“You wouldn’t have—” I began, before cutting myself off. Dad wouldn’t have approved, and while I thought he and Layla were wrong in it, I wasn’t angry enough or invested enough in the issue to say anything. “Alix, despite having blonde hair, you’ve got a decent head on your shoulders. But we’re getting away from the question. What the hell do you want to do today?”
“You buying?” Alix asked with a little grin, and I shook my head, returning it.
“Hell no. I’m an attorney, you’re the world famous model. You should be buying me stuff.”
Alix paused for a second, and I could see the wheels in her head turning. She’s not dumb; in fact, if she had applied herself, she probably could have been just as good in college as I was. Like I said before, though, I can tell pretty easily when someone is trying to pull a fast one on me, and even before she opened her mouth I knew that Alix was trying to sell me a line of crap.
“Actually, that’s kind of the problem I’ve gotten into,” she said, giving me a shy look that I knew was part manufactured, but still, I had to admit it was effective. “Uhm, I’m really short on funds right now.”
“What are you talking about?” I asked. “I mean, how short are you?”
“Well, I kinda went hog wild after a recent deal,” she told me, “and went out, buying a bunch of stuff for my friends. I mean, it was an out of the blue deal, and they promised me a huge contract, face of the company, all the stuff I could have wished for. They even cut me a check for seventy-five thousand dollars as an up-front as their cover girl. I figured it was the biggest break I’d ever had, so I went shopping, putting it on my credit cards and signing a few loans on jewelry, some swag for a guy who had helped me out, all that sort of stuff.”
The story was decent, but I could already see cracks in it. I mean, who the hell cuts a check anymore?

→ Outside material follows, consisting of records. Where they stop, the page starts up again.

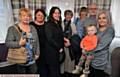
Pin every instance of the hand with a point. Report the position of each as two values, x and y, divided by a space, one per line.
36 57
22 41
61 50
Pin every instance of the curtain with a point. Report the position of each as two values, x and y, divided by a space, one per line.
102 4
6 18
31 4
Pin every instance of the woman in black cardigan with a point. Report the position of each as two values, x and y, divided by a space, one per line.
54 42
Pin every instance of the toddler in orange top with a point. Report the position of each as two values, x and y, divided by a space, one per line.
88 43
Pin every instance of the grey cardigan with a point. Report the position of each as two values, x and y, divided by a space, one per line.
13 38
101 52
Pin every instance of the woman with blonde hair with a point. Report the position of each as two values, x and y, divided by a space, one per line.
101 53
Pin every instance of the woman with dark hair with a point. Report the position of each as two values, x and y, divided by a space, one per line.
69 30
54 42
39 24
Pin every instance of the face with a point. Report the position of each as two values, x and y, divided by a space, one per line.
91 30
93 9
24 17
83 15
68 17
56 15
39 17
102 20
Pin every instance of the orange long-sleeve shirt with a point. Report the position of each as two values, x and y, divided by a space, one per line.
89 42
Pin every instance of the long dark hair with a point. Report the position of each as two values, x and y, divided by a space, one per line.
40 10
52 10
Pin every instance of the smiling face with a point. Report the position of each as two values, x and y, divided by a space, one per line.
56 15
91 30
102 20
93 9
24 15
39 17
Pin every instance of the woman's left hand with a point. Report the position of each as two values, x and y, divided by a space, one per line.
36 57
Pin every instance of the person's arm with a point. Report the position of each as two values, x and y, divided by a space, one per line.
105 39
82 42
49 36
93 43
37 47
12 38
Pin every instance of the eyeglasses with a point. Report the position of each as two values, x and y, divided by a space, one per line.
92 8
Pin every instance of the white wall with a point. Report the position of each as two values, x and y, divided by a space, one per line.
5 18
62 4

I decided to feed her some more rope, see how long it would take for her to get to the point and hang herself. “What happened?”

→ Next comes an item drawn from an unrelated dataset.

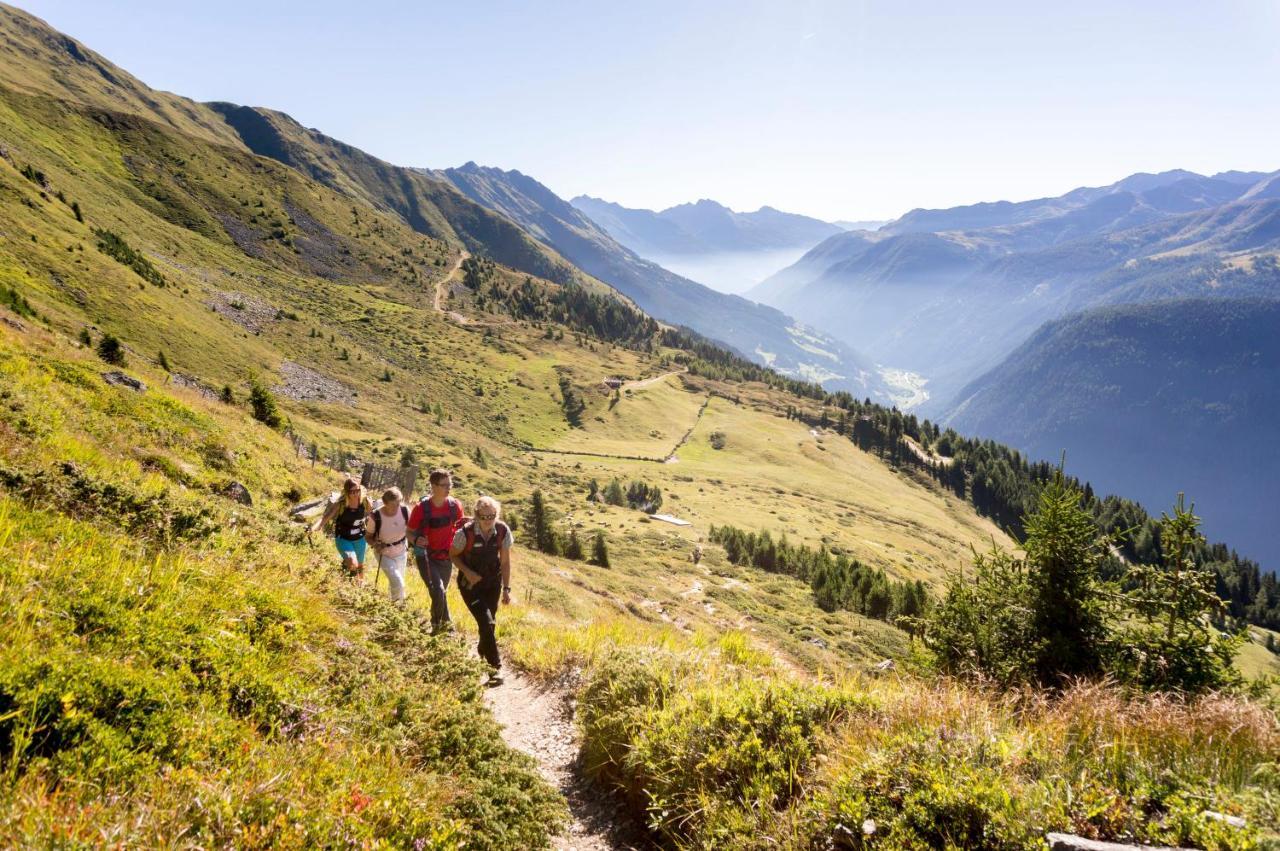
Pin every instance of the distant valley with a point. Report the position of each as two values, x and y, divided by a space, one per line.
708 242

“The company went belly up. I mean, even before they’d sent me the actual contract, the owner flew off to Fiji or Peru or someplace like that, and the whole place just disappeared. The check bounced, and now I’m facing a call on a lot of stuff I bought for a lot of people that I can’t exactly go around asking for it back in order to return it or even try and get store credit.”
“How much are we talking here?” I asked. “I mean, what could the damage be, five, six thousand?”

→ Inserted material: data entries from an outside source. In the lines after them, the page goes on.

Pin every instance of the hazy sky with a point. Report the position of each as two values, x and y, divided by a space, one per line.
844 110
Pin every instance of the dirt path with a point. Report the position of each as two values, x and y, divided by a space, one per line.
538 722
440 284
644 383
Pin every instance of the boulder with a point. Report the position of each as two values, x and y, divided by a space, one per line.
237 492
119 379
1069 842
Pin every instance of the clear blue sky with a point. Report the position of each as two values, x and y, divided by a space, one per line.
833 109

“Sixty thousand,” Alix replied, blushing in shame. “I know, I know, what the hell was I thinking, running up a sixty thousand dollar shopping bill, but I mean, if you’d heard the offer they promised me, sixty thousand was small potatoes.”
I wanted to yell at her. Sixty thousand? But then I remembered that her story was a total lie. Well, not a total lie. I could see in her face that she needed the money, and quickly. There was no other reason she’d be asking me for it. “When do you need it?”
She half winked to herself and pulled her mouth to the side, a common expression she made when she was thinking, and I had to resist the urge to want to kiss her, she looked so damn cute when she did it. “The store said they need it by Friday. Kade, I know it’s a lot to ask for, but if I went to Mom and Derek, they’d both freak out. I just need it for a month, maybe two. I’ve got some shoots lined up, and the UFC might bring me back for their next Las Vegas pay-per-view, they said the fighters really liked me. I can pay you back, I just can’t do it right away. A lot of my savings are tied up right now and I can’t get to them.”
I nodded. In my mind, I knew I should tell her no. I’d had people try to feed me lines like this before. Usually they were people who were caught up in something that they’d done to themselves and had come back to bite them in the ass. Gambling, drugs, stuff like that. Yet for some reason, maybe it was the black eye, maybe it was who she was, I don’t know, but I knew that Alix needed the money for something that wasn’t her fault. Besides, I didn’t need the money. I had a trust fund that I’d never touched, just sitting around gathering interest. “Okay,” I said with fake casualness. “I can get you the cash. In fact, when we get back to the house, I’ll go online and do the transfer. My bank will do it tomorrow morning, you should have it by Tuesday at the latest.”
“Really?” Alix asked, the final nail in the coffin of her lies. It wasn’t the sort of reply that someone makes when they get an unexpected gift, or when a long shot comes through. It was the sort of reply an untrained liar makes when they think they’ve gotten away with it. Basically, Alix was saying, I really got away with this?